I’m confused as how orderCount++ or orderCount = orderCount + 1 knows there is three orders when you call the takeOrder function 3 times. All it should know is that orderCount is still zero and to add 1 to it. Just because it’s inside of the takeOrder function how in the world does it know what to do?

Also the getSubtotal is a useless function, why not just create a variable and give it a value of 7.5?



let orderCount = 0;

const takeOrder = (topping, crustType) => {
  orderCount = orderCount + 1;
  console.log('Order: ' + crustType + ' pizza topped with ' + topping);
};

takeOrder('mushroom', 'thin crust');
takeOrder('spinach', 'whole wheat');
takeOrder('pepperoni', 'brooklyn style');

const getSubTotal = (itemCount) => {
  return itemCount * 7.5;
};

const getTax = () => {
 return getSubTotal(orderCount) * 0.06; 
};

const getTotal = () => {
  return getSubTotal(orderCount) + getTax(); 
}; 

console.log(getSubTotal(orderCount));
console.log(getTotal());



#2

Hi @alenart
For orderCount = orderCount + 1;
everytime you call that function, (functional component), it increments the variable orderCount by 1
So therefore, orderCount becomes 3 since you called the func 3 times.

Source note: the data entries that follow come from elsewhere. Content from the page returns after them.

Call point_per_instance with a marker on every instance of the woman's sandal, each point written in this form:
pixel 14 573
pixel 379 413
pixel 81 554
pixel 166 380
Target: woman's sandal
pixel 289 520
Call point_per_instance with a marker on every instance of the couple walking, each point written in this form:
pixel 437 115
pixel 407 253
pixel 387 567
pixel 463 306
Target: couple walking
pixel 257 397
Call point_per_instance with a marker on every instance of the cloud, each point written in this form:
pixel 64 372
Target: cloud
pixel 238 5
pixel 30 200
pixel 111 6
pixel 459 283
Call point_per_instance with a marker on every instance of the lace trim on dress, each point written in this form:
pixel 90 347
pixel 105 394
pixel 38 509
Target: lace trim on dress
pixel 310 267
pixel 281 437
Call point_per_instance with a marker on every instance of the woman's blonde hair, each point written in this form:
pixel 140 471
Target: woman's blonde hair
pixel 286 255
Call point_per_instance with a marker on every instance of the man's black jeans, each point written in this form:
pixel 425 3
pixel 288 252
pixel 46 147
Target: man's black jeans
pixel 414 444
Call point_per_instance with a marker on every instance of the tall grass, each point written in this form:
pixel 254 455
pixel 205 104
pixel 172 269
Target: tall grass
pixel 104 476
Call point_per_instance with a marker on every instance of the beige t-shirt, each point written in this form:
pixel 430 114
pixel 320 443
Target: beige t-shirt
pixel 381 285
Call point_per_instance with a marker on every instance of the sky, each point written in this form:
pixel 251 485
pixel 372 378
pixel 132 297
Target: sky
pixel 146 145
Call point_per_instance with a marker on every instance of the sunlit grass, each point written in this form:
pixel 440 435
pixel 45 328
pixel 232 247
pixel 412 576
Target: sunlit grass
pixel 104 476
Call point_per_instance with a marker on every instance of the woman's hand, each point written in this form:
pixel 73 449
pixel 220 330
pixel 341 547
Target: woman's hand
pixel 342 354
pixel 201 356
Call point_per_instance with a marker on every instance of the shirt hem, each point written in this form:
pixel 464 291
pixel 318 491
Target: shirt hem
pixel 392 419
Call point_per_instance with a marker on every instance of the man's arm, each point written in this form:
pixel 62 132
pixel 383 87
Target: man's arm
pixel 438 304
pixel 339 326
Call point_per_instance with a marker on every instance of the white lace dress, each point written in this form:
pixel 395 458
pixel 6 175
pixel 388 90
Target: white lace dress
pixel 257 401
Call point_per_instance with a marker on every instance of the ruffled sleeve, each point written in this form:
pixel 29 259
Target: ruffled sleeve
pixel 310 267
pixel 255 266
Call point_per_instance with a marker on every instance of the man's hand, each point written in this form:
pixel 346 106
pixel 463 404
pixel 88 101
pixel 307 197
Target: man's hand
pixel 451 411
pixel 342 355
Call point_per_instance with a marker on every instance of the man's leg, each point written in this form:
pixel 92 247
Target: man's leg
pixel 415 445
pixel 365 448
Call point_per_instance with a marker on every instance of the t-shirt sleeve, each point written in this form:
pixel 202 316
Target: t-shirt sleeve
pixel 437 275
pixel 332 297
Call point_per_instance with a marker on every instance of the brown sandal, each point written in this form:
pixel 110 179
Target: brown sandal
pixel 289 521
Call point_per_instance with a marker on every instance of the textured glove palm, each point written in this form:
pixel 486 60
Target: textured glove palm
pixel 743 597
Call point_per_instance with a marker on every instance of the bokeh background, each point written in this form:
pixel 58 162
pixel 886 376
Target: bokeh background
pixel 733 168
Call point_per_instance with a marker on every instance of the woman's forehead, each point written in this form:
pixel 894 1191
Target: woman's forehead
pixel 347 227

And subTotal is a very useful because it’s easier to call a function than do orderCount * 7.5 a lot of times.
The purpose of a function is to increase readability and to have an easy way to access a statement or expression without writing it out every single time.

Hope this helps :smiley:


#3

but the function is takeOrder, and everywhere in the code blocks is calling orderCount which is just nothing.

also for this line of code

console.log(getSubTotal(orderCount));

is this multiplying them?


#4

I think alenart may be confused by the fact that orderCount is basically a golbal variable (or whatever those are called in Javascript) but at the same time it’s used as an argument for functions that don’t need it as an argument because they can see the variable anyway, which makes no sense.
It would be okay-ish if it was done consistenly but functions like

const getTax = () => {
return getSubTotal(orderCount) * 0.06;
};

which only work because orderCount can be seen everywhere in the little program but then use it as an argument for the inner function call are just completely confusing, no matter if you know what scope is or not.